Following my friends into the church, I wondered what they were doing waving their hands about and splashing water. I thought they were hushing flies. That I also earned later was the holy water font, and they were blessing themselves. Half way into the church, I gasped when I saw a big man hanging on a cross. I was only familiar with small crucifixes. “Who in the world did that to him?!” my mind screeched within as I tried to figure the image out. I felt so sorry for that man.
One day, the Maryknoll sister told a Japanese lady to tell my mom where I had been going with my friends. Instead of getting mad at me, my mom was very happy. One day, my mom, small sister and myself were baptized. As we walked home, we wondered, “What are we getting ourselves into?” The only Catholics I knew were the ones in my neighborhood who would get drunk and fight on Saturday night and the next day go to church.
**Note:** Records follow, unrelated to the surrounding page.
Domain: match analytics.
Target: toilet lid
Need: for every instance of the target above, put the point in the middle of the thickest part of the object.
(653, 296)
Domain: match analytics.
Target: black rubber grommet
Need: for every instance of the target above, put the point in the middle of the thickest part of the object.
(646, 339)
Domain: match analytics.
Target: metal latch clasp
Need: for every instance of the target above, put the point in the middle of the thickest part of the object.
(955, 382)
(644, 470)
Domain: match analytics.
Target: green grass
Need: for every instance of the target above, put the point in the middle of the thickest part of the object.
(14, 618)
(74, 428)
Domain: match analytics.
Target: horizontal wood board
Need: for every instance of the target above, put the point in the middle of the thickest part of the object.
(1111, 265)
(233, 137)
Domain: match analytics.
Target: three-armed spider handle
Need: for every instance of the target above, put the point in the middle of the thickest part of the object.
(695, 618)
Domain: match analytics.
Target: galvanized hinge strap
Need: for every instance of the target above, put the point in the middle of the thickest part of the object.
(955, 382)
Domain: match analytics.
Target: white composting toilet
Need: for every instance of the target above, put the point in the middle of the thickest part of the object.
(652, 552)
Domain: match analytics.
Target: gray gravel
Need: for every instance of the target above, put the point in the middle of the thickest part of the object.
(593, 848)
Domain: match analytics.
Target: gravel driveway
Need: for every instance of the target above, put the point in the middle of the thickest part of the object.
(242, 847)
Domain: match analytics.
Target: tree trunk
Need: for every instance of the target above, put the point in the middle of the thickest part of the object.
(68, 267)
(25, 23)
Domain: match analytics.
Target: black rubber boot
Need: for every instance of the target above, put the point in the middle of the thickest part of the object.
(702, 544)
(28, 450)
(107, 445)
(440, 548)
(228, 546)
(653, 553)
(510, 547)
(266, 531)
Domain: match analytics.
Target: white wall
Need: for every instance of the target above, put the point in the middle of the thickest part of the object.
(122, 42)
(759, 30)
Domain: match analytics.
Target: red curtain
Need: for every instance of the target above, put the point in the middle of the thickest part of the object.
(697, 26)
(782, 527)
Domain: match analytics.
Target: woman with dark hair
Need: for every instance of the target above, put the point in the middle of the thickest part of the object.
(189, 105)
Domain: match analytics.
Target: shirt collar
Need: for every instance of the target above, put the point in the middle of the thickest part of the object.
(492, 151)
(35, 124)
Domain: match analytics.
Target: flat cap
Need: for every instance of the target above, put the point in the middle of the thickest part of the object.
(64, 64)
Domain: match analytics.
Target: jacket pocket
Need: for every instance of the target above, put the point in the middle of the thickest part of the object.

Later, I attended St. Francis Convent School. At a high school sleepover with my friends, I learned that some girls were going to enter the convent. (One became Franciscan Sister Regina Michael Nagai.) We thought they were nuts. But something stirred in me and I wanted to see where these nutty girls were going. One day, Franciscan Sister Consolata called out my name as I was playing football in the street. With her eyebrows sternly raised, she asked me, “Are you ready?” “Ready for what?” I responded.
After that, someone started to blab that if I was going to enter the convent, all the statues in the church were going to walk out the doors. They did not, and I am still here. And, whenever rough patches of life hit, I remember the saying of the good thief to the Lord, “Remember me, Lord when you come into your kingdom.”
Sister Rose Loraine Matsuzaki is a Sister of St. Francis of the Neumann Communities. She is 64 years professed. From Syracuse, she was assigned to St. Joseph, Hilo, in 1960. Since 1972, she has been working and residing at St. Francis Convent in Manoa.